- Associated Press - Thursday, March 20, 2014

ALBANY, N.Y. (AP) - A thick crowd of demonstrators chanting and cheering about education funding and other issues gathered outside Gov. Andrew Cuomo’s offices in the state Capitol on Thursday, showing at least a temporary resurgence of Albany’s Occupy movement and attracting state troopers who began trying to clear the hallway and arrested dozens.

The doors leading to the governor’s offices remained closed, but hundreds filled the hallway and stairways Thursday after rallying in the grand statehouse’s so-called War Room nearby. They called for better funding for education, a permanent ban on hydraulic fracturing for natural gas and an end to tax breaks for the rich.

“Hey Governor 1 percent, who do you represent?” they chanted. The reference to the wealthiest 1 percent of Americans was a common theme in 2011 when protesters set up an encampment for weeks in a park across from the Capitol until police removed them.

On Thursday, a line of about a dozen troopers slowly worked their way down the hallway outside the governor’s office, lifting seated demonstrators, handcuffing them and taking them away. Troopers declined to say what they were charged with, though in past protests the people blocking statehouse hallways were charged with disorderly conduct, a low-level violation.

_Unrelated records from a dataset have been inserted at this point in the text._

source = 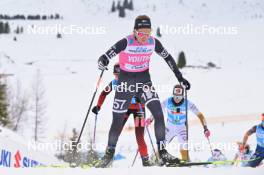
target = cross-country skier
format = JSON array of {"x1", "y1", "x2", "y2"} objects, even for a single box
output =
[
  {"x1": 242, "y1": 113, "x2": 264, "y2": 167},
  {"x1": 98, "y1": 15, "x2": 190, "y2": 167},
  {"x1": 92, "y1": 63, "x2": 151, "y2": 166},
  {"x1": 233, "y1": 142, "x2": 253, "y2": 167},
  {"x1": 205, "y1": 149, "x2": 230, "y2": 168},
  {"x1": 158, "y1": 85, "x2": 210, "y2": 161}
]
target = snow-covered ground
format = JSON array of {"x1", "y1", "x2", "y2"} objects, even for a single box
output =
[{"x1": 0, "y1": 0, "x2": 264, "y2": 174}]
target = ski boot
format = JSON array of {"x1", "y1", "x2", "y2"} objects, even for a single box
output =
[
  {"x1": 95, "y1": 147, "x2": 115, "y2": 168},
  {"x1": 159, "y1": 149, "x2": 181, "y2": 166}
]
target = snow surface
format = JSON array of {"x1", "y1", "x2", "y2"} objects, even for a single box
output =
[{"x1": 0, "y1": 0, "x2": 264, "y2": 174}]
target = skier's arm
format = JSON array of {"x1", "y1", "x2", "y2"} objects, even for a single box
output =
[
  {"x1": 97, "y1": 82, "x2": 112, "y2": 108},
  {"x1": 242, "y1": 126, "x2": 257, "y2": 146},
  {"x1": 98, "y1": 38, "x2": 127, "y2": 70},
  {"x1": 155, "y1": 38, "x2": 182, "y2": 82},
  {"x1": 188, "y1": 100, "x2": 207, "y2": 127}
]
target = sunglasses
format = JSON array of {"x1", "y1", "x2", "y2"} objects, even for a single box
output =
[{"x1": 136, "y1": 31, "x2": 150, "y2": 37}]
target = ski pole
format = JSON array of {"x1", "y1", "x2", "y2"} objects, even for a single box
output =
[
  {"x1": 93, "y1": 114, "x2": 97, "y2": 149},
  {"x1": 131, "y1": 149, "x2": 139, "y2": 167},
  {"x1": 184, "y1": 87, "x2": 190, "y2": 160},
  {"x1": 70, "y1": 70, "x2": 104, "y2": 164},
  {"x1": 139, "y1": 104, "x2": 159, "y2": 163},
  {"x1": 207, "y1": 137, "x2": 214, "y2": 157}
]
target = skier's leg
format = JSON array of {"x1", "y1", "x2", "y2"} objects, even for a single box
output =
[
  {"x1": 248, "y1": 146, "x2": 264, "y2": 167},
  {"x1": 140, "y1": 82, "x2": 179, "y2": 164},
  {"x1": 140, "y1": 82, "x2": 165, "y2": 149},
  {"x1": 99, "y1": 80, "x2": 135, "y2": 168},
  {"x1": 165, "y1": 123, "x2": 176, "y2": 143},
  {"x1": 133, "y1": 108, "x2": 148, "y2": 157},
  {"x1": 176, "y1": 125, "x2": 189, "y2": 161}
]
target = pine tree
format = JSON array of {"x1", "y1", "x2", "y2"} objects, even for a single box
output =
[
  {"x1": 127, "y1": 0, "x2": 134, "y2": 10},
  {"x1": 0, "y1": 80, "x2": 10, "y2": 126}
]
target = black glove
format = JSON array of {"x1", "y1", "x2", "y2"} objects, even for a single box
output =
[
  {"x1": 92, "y1": 106, "x2": 100, "y2": 115},
  {"x1": 178, "y1": 77, "x2": 191, "y2": 90},
  {"x1": 98, "y1": 55, "x2": 109, "y2": 70}
]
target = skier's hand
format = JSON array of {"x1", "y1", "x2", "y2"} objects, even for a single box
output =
[
  {"x1": 204, "y1": 126, "x2": 211, "y2": 138},
  {"x1": 98, "y1": 55, "x2": 109, "y2": 70},
  {"x1": 92, "y1": 106, "x2": 100, "y2": 115},
  {"x1": 178, "y1": 77, "x2": 191, "y2": 90},
  {"x1": 145, "y1": 118, "x2": 153, "y2": 127}
]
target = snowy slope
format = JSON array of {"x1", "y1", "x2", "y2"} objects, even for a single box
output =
[
  {"x1": 0, "y1": 0, "x2": 264, "y2": 174},
  {"x1": 0, "y1": 127, "x2": 59, "y2": 169}
]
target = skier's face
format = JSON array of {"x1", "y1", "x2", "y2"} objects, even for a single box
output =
[
  {"x1": 173, "y1": 88, "x2": 183, "y2": 103},
  {"x1": 134, "y1": 28, "x2": 151, "y2": 44}
]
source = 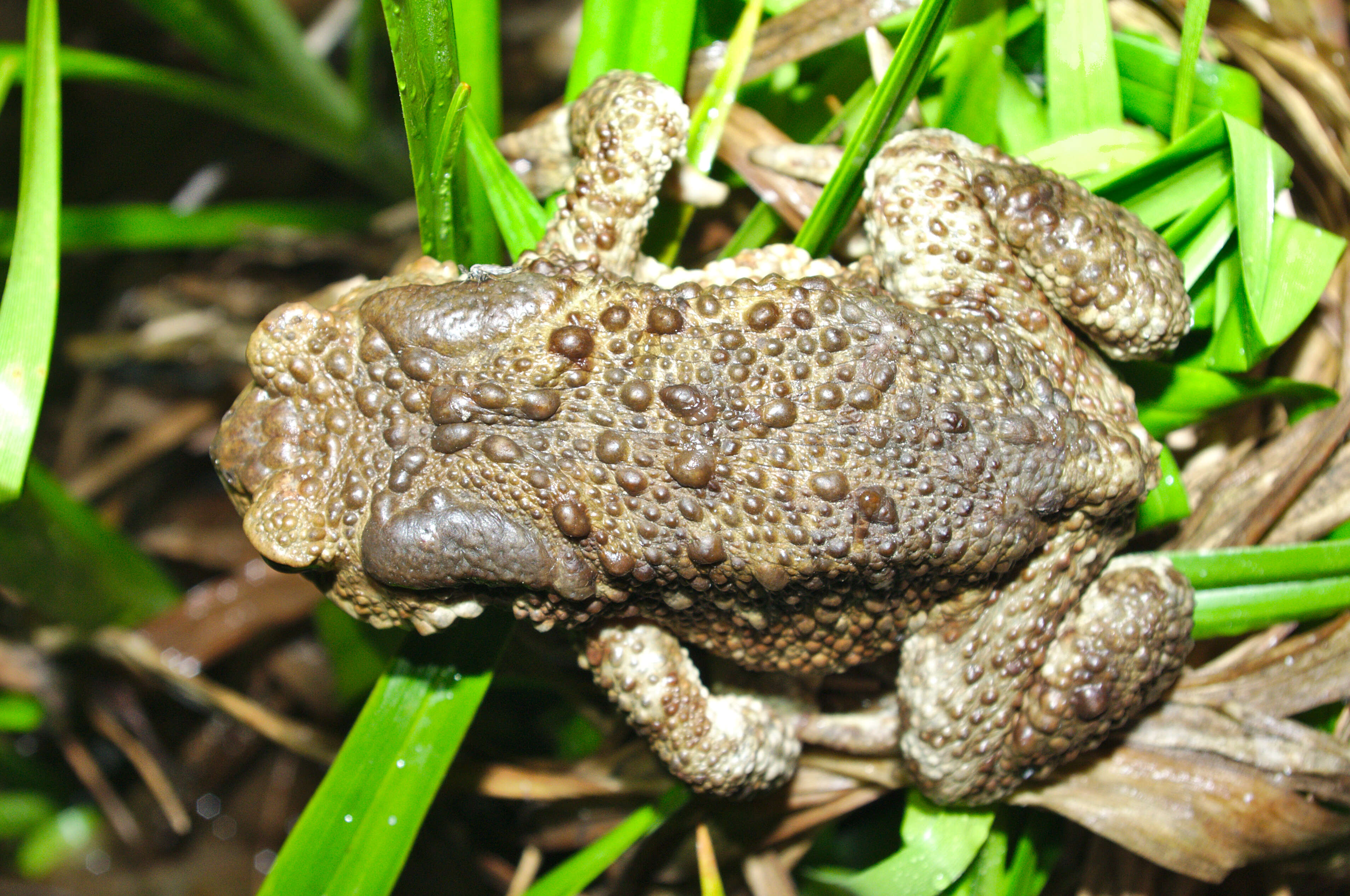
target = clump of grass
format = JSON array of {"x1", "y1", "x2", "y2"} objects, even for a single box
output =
[{"x1": 0, "y1": 0, "x2": 1350, "y2": 896}]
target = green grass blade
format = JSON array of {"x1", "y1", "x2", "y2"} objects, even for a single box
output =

When an elderly woman was handcuffed, the crowd started yelling, then chanting her name. Organizers from advocacy groups said the several hundred protesters in the Capitol also came from New York City, Rochester and other cities, and 59 were arrested by the time it ended about 4 p.m., though 61 intended to get arrested. Those sitting in the center of the hallway knew they would be.

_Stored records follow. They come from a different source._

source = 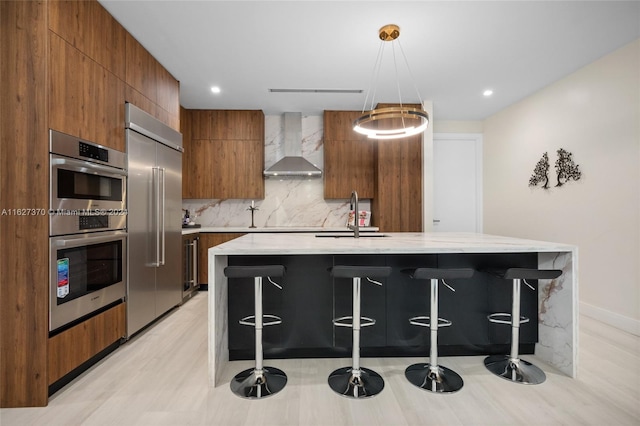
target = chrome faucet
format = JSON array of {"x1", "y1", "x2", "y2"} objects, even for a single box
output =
[{"x1": 348, "y1": 189, "x2": 360, "y2": 238}]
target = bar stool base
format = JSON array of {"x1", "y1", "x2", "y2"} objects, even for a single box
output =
[
  {"x1": 231, "y1": 367, "x2": 287, "y2": 399},
  {"x1": 484, "y1": 355, "x2": 547, "y2": 385},
  {"x1": 329, "y1": 367, "x2": 384, "y2": 398},
  {"x1": 404, "y1": 363, "x2": 464, "y2": 393}
]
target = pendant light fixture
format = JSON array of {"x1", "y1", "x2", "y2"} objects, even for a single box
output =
[{"x1": 353, "y1": 24, "x2": 429, "y2": 139}]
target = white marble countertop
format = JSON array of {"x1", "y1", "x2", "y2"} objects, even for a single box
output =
[
  {"x1": 182, "y1": 226, "x2": 380, "y2": 235},
  {"x1": 209, "y1": 232, "x2": 575, "y2": 255},
  {"x1": 208, "y1": 232, "x2": 578, "y2": 386}
]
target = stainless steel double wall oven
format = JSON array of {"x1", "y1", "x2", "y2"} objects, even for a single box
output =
[{"x1": 49, "y1": 130, "x2": 127, "y2": 331}]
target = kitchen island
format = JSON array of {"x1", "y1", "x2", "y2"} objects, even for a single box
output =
[{"x1": 209, "y1": 233, "x2": 577, "y2": 386}]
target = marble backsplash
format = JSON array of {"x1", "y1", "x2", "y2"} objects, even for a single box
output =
[{"x1": 182, "y1": 111, "x2": 370, "y2": 227}]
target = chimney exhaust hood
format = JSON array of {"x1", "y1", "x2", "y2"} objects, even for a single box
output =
[{"x1": 264, "y1": 112, "x2": 322, "y2": 177}]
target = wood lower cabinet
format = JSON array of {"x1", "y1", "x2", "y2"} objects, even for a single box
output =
[
  {"x1": 48, "y1": 303, "x2": 126, "y2": 385},
  {"x1": 198, "y1": 233, "x2": 245, "y2": 285}
]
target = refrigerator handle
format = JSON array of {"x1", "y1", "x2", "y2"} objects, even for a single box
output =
[
  {"x1": 191, "y1": 237, "x2": 198, "y2": 288},
  {"x1": 160, "y1": 167, "x2": 167, "y2": 265},
  {"x1": 151, "y1": 167, "x2": 160, "y2": 268}
]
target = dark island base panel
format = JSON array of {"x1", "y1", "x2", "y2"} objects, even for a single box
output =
[
  {"x1": 229, "y1": 343, "x2": 535, "y2": 361},
  {"x1": 228, "y1": 253, "x2": 538, "y2": 360}
]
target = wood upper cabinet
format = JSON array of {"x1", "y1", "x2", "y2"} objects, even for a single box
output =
[
  {"x1": 324, "y1": 104, "x2": 422, "y2": 232},
  {"x1": 47, "y1": 0, "x2": 127, "y2": 81},
  {"x1": 189, "y1": 109, "x2": 264, "y2": 140},
  {"x1": 182, "y1": 110, "x2": 264, "y2": 199},
  {"x1": 371, "y1": 104, "x2": 422, "y2": 232},
  {"x1": 324, "y1": 111, "x2": 377, "y2": 199},
  {"x1": 125, "y1": 33, "x2": 180, "y2": 130},
  {"x1": 48, "y1": 31, "x2": 125, "y2": 151}
]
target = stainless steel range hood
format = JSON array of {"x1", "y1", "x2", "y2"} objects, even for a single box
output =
[{"x1": 264, "y1": 112, "x2": 322, "y2": 177}]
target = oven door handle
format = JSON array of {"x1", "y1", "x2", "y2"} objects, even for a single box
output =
[
  {"x1": 51, "y1": 158, "x2": 127, "y2": 176},
  {"x1": 55, "y1": 235, "x2": 124, "y2": 247}
]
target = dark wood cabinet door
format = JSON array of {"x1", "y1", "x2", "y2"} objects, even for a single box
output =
[
  {"x1": 324, "y1": 111, "x2": 377, "y2": 199},
  {"x1": 49, "y1": 32, "x2": 125, "y2": 151},
  {"x1": 183, "y1": 110, "x2": 264, "y2": 199}
]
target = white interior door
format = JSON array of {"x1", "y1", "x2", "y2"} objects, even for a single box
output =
[{"x1": 433, "y1": 133, "x2": 482, "y2": 232}]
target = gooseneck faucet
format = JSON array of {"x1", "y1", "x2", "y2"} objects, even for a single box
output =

“We’re basically education and living wage and housing,” said Roman Whitmore, 56, standing on the stairway and leaning on the cane he’s used since having his hip replaced. He came in a van with a group from Binghamton.

“I believe he doesn’t know anything about what the average man goes through,” Whitmore said of Cuomo. He wasn’t surprised to learn Cuomo had appeared that day with an expensive Ferrari at the State Museum to announce a September race at Watkins Glen.

Whitmore works part-time as a cleaner at the Binghamton Mets stadium for minimum wage. “I’ve got no choice but to work. At this rate of pay, $8 an hour, I’ll probably have to work until I’m 108,” he said.

The Legislature and Cuomo raised the minimum wage from $7.25 to $8 this year. It’s scheduled to increase at the end of the year to $8.75 an hour and to $9 an hour at the end of 2015.

More than 15 groups were involved, said Jessica Wisneski, an organizer for Citizen Action, adding that the Cuomo administration’s proposed tax breaks for big banks and the rich and limited education funding in the proposed budget were the catalysts.

“These people came to express a more broad dissatisfaction with the governor’s proposals for further tax cuts for the wealthy and well connected,” she said, “while starving our public schools for the funding they need.”